Through the Looking Glass Children's Book Reviews

A Tree Grows in Brooklyn Audio

A Tree Grows in Brooklyn Audio

Betty Smith
Fiction
For ages 14 and up
Unabridged audiobook (CD)
Performed/read by: Kate Burton
Caedmon, 2008   ISBN: 978-0061650499

Francie Nolan lives with her brother Neely and her mother and father in the slums of Brooklyn in New York. Her mother, Katie, works hard to provide for her family by cleaning and by being a janitress in the building in which she lives. Francie’s charismatic and handsome father is a singing waiter. He tries to do the best that he can to provide for his family but unfortunately Johnny Nolan has a vice which he cannot seem to beat – he drinks too much. Francie knows that her father cannot be relied upon but she cannot help loving him with all her heart. Calling her his “Prima Donna” Johnny makes Francie feel special and loved, something her mother cannot seem to do for her daughter.

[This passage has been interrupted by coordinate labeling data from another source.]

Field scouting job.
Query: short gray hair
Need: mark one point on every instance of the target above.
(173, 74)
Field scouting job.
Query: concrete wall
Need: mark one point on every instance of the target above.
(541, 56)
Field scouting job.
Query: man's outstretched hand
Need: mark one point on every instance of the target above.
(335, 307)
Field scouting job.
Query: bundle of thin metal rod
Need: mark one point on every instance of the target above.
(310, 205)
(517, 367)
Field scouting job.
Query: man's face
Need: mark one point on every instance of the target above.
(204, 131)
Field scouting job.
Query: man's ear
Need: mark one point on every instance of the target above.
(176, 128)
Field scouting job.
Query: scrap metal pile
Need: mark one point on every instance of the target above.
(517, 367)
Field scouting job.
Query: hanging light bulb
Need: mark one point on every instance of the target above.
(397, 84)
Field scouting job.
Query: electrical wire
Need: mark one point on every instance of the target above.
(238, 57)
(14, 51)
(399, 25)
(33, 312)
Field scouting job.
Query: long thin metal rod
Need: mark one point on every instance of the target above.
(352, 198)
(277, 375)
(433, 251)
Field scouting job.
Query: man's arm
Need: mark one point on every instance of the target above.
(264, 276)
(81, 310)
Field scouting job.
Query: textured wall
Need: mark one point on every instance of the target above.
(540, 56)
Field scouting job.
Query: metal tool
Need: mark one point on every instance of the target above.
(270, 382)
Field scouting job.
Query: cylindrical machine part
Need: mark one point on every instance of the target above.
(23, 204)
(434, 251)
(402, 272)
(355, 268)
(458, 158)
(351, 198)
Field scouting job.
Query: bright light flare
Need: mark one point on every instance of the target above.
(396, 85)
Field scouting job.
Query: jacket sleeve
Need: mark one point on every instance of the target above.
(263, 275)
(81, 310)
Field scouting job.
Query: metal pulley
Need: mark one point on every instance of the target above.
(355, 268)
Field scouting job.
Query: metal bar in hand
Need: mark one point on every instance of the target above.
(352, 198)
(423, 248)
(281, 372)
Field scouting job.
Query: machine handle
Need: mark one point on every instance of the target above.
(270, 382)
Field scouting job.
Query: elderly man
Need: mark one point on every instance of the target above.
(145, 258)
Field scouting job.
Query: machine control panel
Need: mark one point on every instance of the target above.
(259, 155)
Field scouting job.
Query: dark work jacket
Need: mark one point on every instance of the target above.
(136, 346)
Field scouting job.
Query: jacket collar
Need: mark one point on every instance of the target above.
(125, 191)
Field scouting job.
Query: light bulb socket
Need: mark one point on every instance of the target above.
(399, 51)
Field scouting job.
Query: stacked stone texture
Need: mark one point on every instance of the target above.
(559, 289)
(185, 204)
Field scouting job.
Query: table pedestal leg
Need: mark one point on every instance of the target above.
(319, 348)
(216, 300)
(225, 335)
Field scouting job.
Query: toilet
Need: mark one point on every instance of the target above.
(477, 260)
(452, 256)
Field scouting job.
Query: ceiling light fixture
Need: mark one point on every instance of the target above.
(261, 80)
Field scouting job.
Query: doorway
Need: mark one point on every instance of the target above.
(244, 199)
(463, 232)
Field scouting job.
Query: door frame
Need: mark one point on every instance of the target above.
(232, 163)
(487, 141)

Life in the tenements is hard, for the Nolans are very poor. Katie is very good at making meals using stale bread and every penny is stretched as far as it will go, but there are still times when the Nolans go hungry. There is one thing that Katie insists on though. She reads to her children from the bible and from a big book of Shakespeare’s works, and she saves as much money as she can so that she will one day be able to buy “a bit of land.” She hopes that an education will give her children opportunities that she did not have and she does what she can to make sure that Francie and Neely stay in school as long as possible.

The family muddle along somehow and then Johnny dies, his drinking finally catching up with him. Johnny was not a very good provider but his intermittent paychecks did make a difference and without them Katie is not sure how she is going to manage. Will she have to pull the children out of school?

This remarkable portrait of a family and of life in New York in the early 1900’s was first published in 1943. Listeners will be able to follow Francie’s life from the time when she was just a baby to the days when she begins to make her own way in the world, a young woman who is determined to get an education and who has dreams and hopes which are far removed from the tenements where she grew up. Betty Smith does not gloss over what it was like to live in Brooklyn in those days and listeners are not spared many images of the cruel and bleak reality of what it is like to live a life of poverty. Full of colorful descriptions of tenement life and rich with vibrant characters, this is an audiobook that listeners will come back to again and again, finding something new to appreciate every time they listen to it.